Enderman was touched and inspired by his fans' actions. He realized that he had a community that cared for him, and that he had a responsibility to them. He decided to not give up, and to continue making videos. He also looked for alternative platforms, where he could upload his content without fear of censorship or termination. He hoped that one day, UA-cam would realize their mistake, and restore his channel to its former glory.
Enderman's story is not over yet. He is still facing challenges and obstacles, but he is also growing and learning. He is still making quality Windows and malware videos, and he is still gaining new fans and followers. He is still Enderman, Enderman, Endermanch.

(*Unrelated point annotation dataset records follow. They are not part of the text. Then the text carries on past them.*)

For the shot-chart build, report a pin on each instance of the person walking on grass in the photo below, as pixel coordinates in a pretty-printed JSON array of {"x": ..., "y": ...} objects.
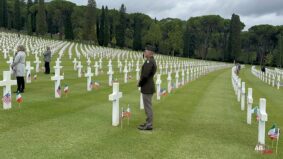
[
  {"x": 147, "y": 86},
  {"x": 18, "y": 68}
]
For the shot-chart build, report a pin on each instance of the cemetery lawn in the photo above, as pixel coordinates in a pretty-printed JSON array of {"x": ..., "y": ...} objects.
[{"x": 199, "y": 120}]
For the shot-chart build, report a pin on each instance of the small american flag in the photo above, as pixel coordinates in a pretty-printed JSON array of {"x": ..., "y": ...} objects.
[{"x": 7, "y": 98}]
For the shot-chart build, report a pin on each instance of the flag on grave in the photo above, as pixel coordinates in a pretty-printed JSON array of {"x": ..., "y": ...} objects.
[
  {"x": 273, "y": 132},
  {"x": 19, "y": 98},
  {"x": 7, "y": 98}
]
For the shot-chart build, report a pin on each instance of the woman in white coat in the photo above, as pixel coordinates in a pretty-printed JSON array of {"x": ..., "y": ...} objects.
[{"x": 18, "y": 67}]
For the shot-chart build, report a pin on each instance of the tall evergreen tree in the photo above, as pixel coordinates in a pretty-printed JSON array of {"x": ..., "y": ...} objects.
[
  {"x": 137, "y": 43},
  {"x": 121, "y": 28},
  {"x": 106, "y": 37},
  {"x": 29, "y": 18},
  {"x": 17, "y": 15},
  {"x": 41, "y": 25},
  {"x": 90, "y": 22},
  {"x": 234, "y": 47},
  {"x": 101, "y": 27},
  {"x": 3, "y": 14}
]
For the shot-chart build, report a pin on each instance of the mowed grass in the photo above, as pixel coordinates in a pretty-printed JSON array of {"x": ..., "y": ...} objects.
[{"x": 200, "y": 120}]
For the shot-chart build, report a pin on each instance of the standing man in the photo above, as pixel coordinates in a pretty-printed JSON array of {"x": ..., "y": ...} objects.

still more repairable than my oldest laptop
Me vs free minecraft 2018 updated:
>Was named fast
>Actually slowed down the computer
Pov: What I was feeling when I was deleting miner on my pc
I think you should get your data on another hard drive and format the drive, then reinstall windows, it would be so much cleaner if you disinfect the computer before backing up that data.
You don't need to disinfect your PC or to factory reset it before formatting your hard drive as you will format it before reinstalling Windows
@@enzoduvernay4540 Yeah, I forgot about that I will edit the comment right now.
@@MSWinNT Ok, btw I agree with the fact that in some cases it might be better to disinfect your PC before backing up your files as in some cases you haven't backed up your data or it's too messy to work with
windows 10 according to linux users:
Windows 10 according to Windows users:
@@hmroid6884 no, more like "Windows 10/11 according to Windows 7 users"
@@atsizbalik I don't consider w11 a operating system it's just corporate endorsed spyware+
Rubbing a powrful magnet on that hard drive is the only way to purify it
One thing I would have done when cleaning malware10, is I would have gone into malware bytes settings and enable rootkit scans, so it could clean some of the most nested malware on the computer
Thank you Enderman for being so consistent and always uploading fantastic content. You are underrated and deserve a lot more for the effort you put into this channel.
talk about the video *DUMASS*
Step 1.
Replace harddrive
Id be happy to try this out sometime if you can allow access to the files on the drive
How well would a Windows Defender offline cleaning done in lieu of that initial Safe Mode offline malwarebytes scan? The one where it reboots into an offline self-contained instance and scrubs the whole drive? How many instances would it catch?